Hilary Mantels Protagonisten sind in ihrem Umfeld stets Opfer und Täter zugleich. Sie erhalten Fassaden aufrecht und schauen weg, wenn diese Fassaden zu bröckeln beginnen. (Bild: Imago)

Das 20. Jahrhundert werde «das Jahrhundert des Kindes» sein, verkündete die schwedische Erziehungswissenschafterin Ellen Key im Jahr 1900. Kinder würden künftig als Wesen von eigenem Recht und nicht als kleine Erwachsene gesehen werden. Ihnen werde zugestanden, sich auch «schlimm» zu verhalten. Lehrer mit Burnout-Syndrom oder Mütter, die sich von der grassierenden «Regretting Motherhood»-Bewegung verstanden fühlen, singen heute vielleicht ein Klagelied darüber, zu welchen Auswüchsen das geführt hat.

Verpfuschte Leben

Aber wer würde dabei an ein Kind wie Muriel denken: geboren 1940, mittlerweile Mitte dreissig, ungeschlacht, in seltsame Kittel gekleidet, meist stumm, anscheinend in der psychischen Entwicklung stark beeinträchtigt, unheimlich und in den Worten von Hilary Mantel kurz und knapp: «passiv aggressiv».

Dieses Wesen ist die zentrale Gestalt in «Jeder Tag ist Muttertag» – dem Roman, mit dem die mittlerweile vielfach ausgezeichnete Autorin 1985 debütierte. Muriel und ihre Mutter, die seit Jahrzehnten abgeschottet in ihrem Haus in einem besseren Viertel einer britischen Kleinstadt leben, werden zum Kondensationskern einer bitterbösen Geschichte, bei der es nicht nur um klaustrophobische Mutter-Tochter-Beziehungen geht, sondern auch um das verpfuschte Leben eines ganzen Mittelschicht-Milieus. Um eine zugespitzte Darstellung menschlicher Schwächen, um Desinteresse und Versagen gegenüber anderen, um mangelnde Anteilnahme. Eine Satire, erklärt Hilary Mantel anlässlich der jetzt erschienenen deutschen Übersetzung, die Werner Löcher-Lawrence besorgt hat. Aber eben eine Satire im britischen Stil, gnadenlos, zuweilen jenseits der Grenze, die befreiendes Lachen von Beklemmung trennt.

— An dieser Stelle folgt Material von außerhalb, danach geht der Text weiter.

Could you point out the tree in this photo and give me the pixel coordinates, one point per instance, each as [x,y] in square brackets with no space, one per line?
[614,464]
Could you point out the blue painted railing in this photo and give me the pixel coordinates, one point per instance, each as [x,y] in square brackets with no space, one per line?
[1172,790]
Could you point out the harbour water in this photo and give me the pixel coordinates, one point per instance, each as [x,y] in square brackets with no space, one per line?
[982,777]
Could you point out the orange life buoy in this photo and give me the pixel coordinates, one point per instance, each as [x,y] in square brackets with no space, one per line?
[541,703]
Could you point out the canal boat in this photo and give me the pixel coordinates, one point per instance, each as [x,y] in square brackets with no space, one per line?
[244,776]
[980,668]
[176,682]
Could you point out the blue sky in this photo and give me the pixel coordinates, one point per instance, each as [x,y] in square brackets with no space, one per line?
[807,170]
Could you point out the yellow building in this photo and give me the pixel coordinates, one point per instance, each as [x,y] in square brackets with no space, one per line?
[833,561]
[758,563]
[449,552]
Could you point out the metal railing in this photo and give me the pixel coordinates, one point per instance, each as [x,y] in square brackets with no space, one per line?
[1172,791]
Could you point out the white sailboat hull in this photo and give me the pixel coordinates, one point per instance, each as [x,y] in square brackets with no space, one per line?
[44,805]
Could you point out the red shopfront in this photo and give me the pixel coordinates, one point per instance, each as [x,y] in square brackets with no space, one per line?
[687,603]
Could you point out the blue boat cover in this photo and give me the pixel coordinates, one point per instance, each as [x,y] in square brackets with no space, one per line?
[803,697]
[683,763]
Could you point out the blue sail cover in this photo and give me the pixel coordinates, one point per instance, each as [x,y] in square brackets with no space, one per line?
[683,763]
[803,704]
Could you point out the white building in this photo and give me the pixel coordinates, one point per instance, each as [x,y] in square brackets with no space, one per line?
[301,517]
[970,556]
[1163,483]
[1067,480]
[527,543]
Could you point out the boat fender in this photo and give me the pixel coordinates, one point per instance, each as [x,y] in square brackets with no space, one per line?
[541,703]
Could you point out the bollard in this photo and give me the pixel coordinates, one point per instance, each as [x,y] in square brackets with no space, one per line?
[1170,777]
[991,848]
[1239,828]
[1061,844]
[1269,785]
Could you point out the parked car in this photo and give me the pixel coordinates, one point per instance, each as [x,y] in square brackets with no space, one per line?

Muriels Mutter Evelyn, mittlerweile eine alte Frau, hat ihre Rolle gegenüber der Tochter niemals angemessen ausgefüllt. Der Ehemann und Vater ist früh verstorben; seither machen die beiden einander das Leben zur Hölle. Evelyn sperrt die Aussenwelt, Nachbarinnen genauso wie Sozialarbeiterinnen, konsequent aus. Muriel streicht durch die Zimmer wie ein Gespenst, und niemand weiss, was sie umtreibt – aber mit einem Mal ist sie schwanger. Vermutlich ist sie schon in der Kindheit emotional verhungert und zahlt es der alten Frau nun mit rätselhaften Aktionen im Haus heim.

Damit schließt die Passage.